According to Nature the "American Physical Society's Committee on International Freedom of Scientists... has written to Venezuelan officials to request details of the case. Although no other scientists there have reported similar harassment, the government has been accused of waging a campaign against freedom of speech in the media, and the fear is that similar repression is now extending to the research community. [The committee's chair, Juan Carlos Gallardo,] has pledged to monitor the situation and take further action if Mendoza is sacked outright."

 

Mendoza says he has been accused of treason despite his comments having been written as wit.

 

 "He has manifested many times his nonconformity with IVIC decisions," IVIC director Máximo García Sucre told Nature. "In a certain sense he is an activist.
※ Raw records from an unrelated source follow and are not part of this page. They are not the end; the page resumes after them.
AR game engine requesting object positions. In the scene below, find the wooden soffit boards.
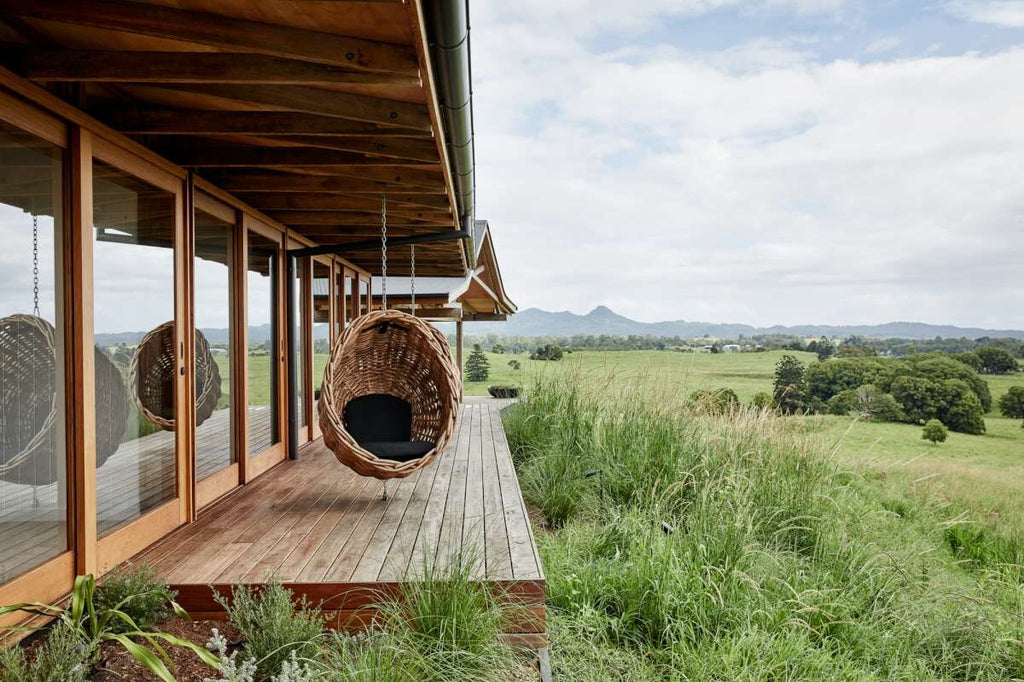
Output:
[0,0,467,276]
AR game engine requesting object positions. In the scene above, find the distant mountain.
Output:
[458,305,1024,339]
[96,305,1024,346]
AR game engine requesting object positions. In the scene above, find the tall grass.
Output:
[506,380,1024,680]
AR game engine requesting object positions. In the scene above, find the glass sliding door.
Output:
[312,260,329,433]
[0,116,69,577]
[291,258,309,442]
[246,229,281,455]
[92,159,180,537]
[193,201,238,482]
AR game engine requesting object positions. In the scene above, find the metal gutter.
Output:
[423,0,476,267]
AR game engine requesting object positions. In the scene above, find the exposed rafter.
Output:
[0,0,419,76]
[140,83,430,131]
[10,48,420,85]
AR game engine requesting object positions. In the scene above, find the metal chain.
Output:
[32,215,39,317]
[409,244,416,315]
[381,193,387,310]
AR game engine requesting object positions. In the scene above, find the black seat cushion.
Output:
[359,440,434,462]
[345,393,413,444]
[345,393,434,462]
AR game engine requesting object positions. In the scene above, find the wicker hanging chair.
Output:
[0,314,128,485]
[318,310,461,480]
[128,322,221,431]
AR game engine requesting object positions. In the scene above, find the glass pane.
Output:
[246,230,281,455]
[313,260,327,424]
[195,205,231,480]
[0,118,68,583]
[345,278,358,323]
[92,156,178,536]
[292,258,309,426]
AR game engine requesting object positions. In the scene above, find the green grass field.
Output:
[241,350,1024,527]
[475,350,1024,528]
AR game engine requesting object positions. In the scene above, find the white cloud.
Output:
[864,36,903,54]
[474,1,1024,328]
[946,0,1024,28]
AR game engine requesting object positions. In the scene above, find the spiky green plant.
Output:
[0,574,217,682]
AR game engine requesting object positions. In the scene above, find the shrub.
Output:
[921,419,949,444]
[974,346,1018,374]
[466,343,490,381]
[690,388,739,414]
[999,386,1024,419]
[751,391,775,410]
[214,579,324,675]
[96,563,177,632]
[0,576,217,682]
[772,355,804,415]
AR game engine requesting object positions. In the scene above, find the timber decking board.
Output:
[128,401,545,642]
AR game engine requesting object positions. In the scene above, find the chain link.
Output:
[381,193,387,310]
[32,215,39,317]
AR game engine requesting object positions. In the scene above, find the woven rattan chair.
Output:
[128,322,221,431]
[0,314,128,485]
[318,310,461,480]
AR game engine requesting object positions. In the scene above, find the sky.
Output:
[471,0,1024,329]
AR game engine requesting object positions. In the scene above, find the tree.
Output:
[773,355,804,415]
[466,343,490,381]
[816,336,836,363]
[921,419,949,445]
[974,346,1018,374]
[999,386,1024,419]
[529,343,562,360]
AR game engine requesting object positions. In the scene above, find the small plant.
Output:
[921,419,949,445]
[529,343,562,361]
[0,576,217,682]
[214,580,324,676]
[487,386,519,398]
[466,343,490,381]
[96,563,177,632]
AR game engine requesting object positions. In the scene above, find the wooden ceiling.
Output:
[0,0,466,275]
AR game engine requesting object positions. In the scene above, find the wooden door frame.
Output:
[0,91,75,626]
[190,188,241,507]
[90,136,196,573]
[240,212,288,483]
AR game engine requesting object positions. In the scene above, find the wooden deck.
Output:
[135,400,546,647]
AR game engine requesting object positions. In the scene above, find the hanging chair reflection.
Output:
[318,192,461,477]
[0,215,128,486]
[128,321,221,431]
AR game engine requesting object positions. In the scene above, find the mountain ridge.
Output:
[96,305,1024,345]
[467,305,1024,339]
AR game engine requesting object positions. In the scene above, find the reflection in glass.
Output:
[92,156,178,536]
[246,230,281,455]
[313,260,329,424]
[194,210,238,480]
[0,123,68,583]
[292,258,309,426]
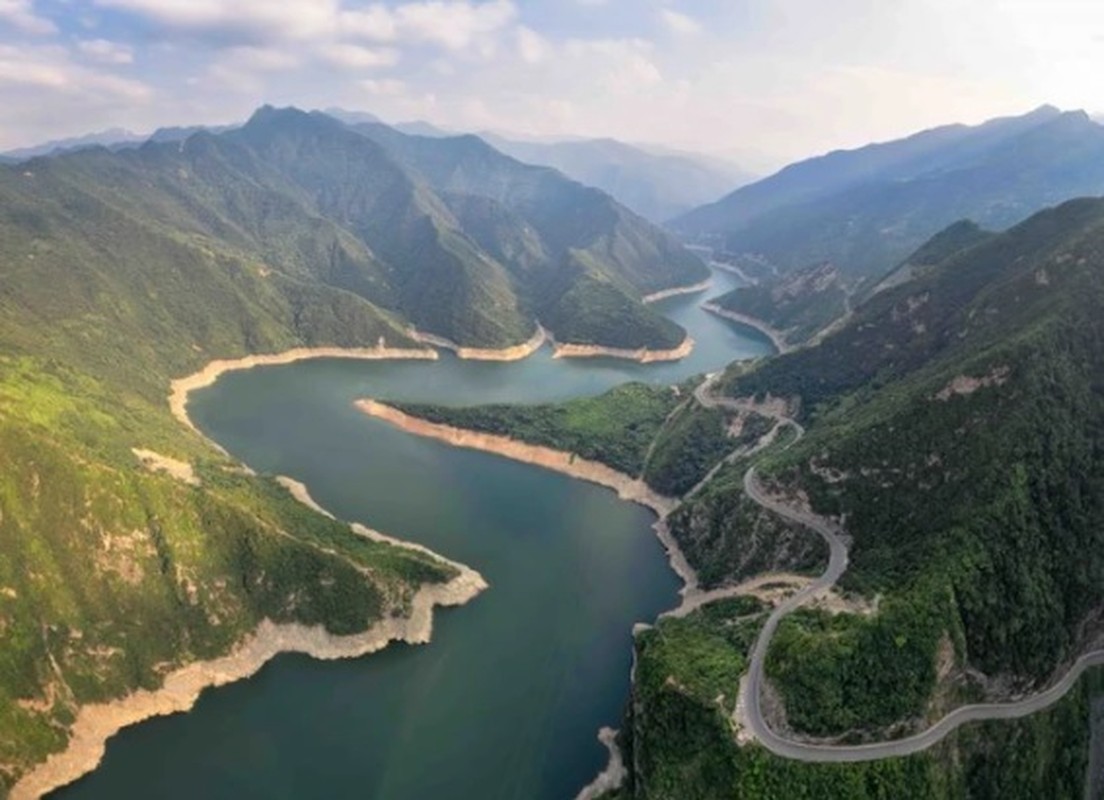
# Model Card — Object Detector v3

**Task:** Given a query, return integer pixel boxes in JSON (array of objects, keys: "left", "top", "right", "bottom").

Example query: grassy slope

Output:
[
  {"left": 713, "top": 265, "right": 847, "bottom": 343},
  {"left": 397, "top": 380, "right": 771, "bottom": 497},
  {"left": 0, "top": 154, "right": 461, "bottom": 789},
  {"left": 622, "top": 601, "right": 1102, "bottom": 800},
  {"left": 715, "top": 201, "right": 1104, "bottom": 733},
  {"left": 396, "top": 383, "right": 684, "bottom": 477}
]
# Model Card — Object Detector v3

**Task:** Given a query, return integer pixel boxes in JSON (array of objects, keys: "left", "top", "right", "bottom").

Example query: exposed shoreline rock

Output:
[
  {"left": 552, "top": 335, "right": 693, "bottom": 364},
  {"left": 641, "top": 278, "right": 713, "bottom": 302},
  {"left": 701, "top": 302, "right": 794, "bottom": 355},
  {"left": 355, "top": 398, "right": 701, "bottom": 605},
  {"left": 411, "top": 326, "right": 548, "bottom": 361},
  {"left": 169, "top": 345, "right": 440, "bottom": 434},
  {"left": 9, "top": 346, "right": 487, "bottom": 800}
]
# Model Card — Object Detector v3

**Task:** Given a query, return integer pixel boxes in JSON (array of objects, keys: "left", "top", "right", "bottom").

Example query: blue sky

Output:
[{"left": 0, "top": 0, "right": 1104, "bottom": 169}]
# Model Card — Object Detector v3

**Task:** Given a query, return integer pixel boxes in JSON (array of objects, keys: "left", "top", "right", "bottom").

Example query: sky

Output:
[{"left": 0, "top": 0, "right": 1104, "bottom": 170}]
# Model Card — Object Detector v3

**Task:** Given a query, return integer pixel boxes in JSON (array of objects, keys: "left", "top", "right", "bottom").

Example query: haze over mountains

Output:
[
  {"left": 0, "top": 108, "right": 752, "bottom": 224},
  {"left": 672, "top": 106, "right": 1104, "bottom": 279},
  {"left": 6, "top": 108, "right": 708, "bottom": 349}
]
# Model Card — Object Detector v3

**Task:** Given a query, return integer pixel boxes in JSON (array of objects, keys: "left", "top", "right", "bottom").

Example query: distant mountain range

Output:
[
  {"left": 672, "top": 106, "right": 1104, "bottom": 279},
  {"left": 0, "top": 108, "right": 754, "bottom": 224},
  {"left": 474, "top": 134, "right": 753, "bottom": 223},
  {"left": 326, "top": 108, "right": 754, "bottom": 223},
  {"left": 2, "top": 107, "right": 708, "bottom": 349}
]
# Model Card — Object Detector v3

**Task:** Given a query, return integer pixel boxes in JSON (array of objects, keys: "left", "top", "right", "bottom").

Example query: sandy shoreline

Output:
[
  {"left": 701, "top": 302, "right": 794, "bottom": 355},
  {"left": 552, "top": 337, "right": 693, "bottom": 364},
  {"left": 169, "top": 339, "right": 440, "bottom": 434},
  {"left": 9, "top": 346, "right": 487, "bottom": 800},
  {"left": 10, "top": 568, "right": 486, "bottom": 800},
  {"left": 411, "top": 324, "right": 548, "bottom": 361},
  {"left": 640, "top": 278, "right": 713, "bottom": 302},
  {"left": 355, "top": 398, "right": 701, "bottom": 607}
]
In this situation it is not possible to be head of a lab — there must be a minimum of affinity with scientific politics."  And he added that such personnel changes are routine, and that Dr Mendoza still has all the rights of any IVIC staff member.

 

Michael Hopkin concludes his article in Nature by reporting this thinly veiled threat: "I hope he will understand that the measure that has been taken is a mild one," says García Sucre, adding that in making fun of government officials, Mendoza has indirectly criticized president Hugo Chávez. Asked whether Mendoza will be fired outright, García Sucre says: "He should start to work in his lab instead of being in the newspapers all the time saying he is being victimized. Then I don't see any problem."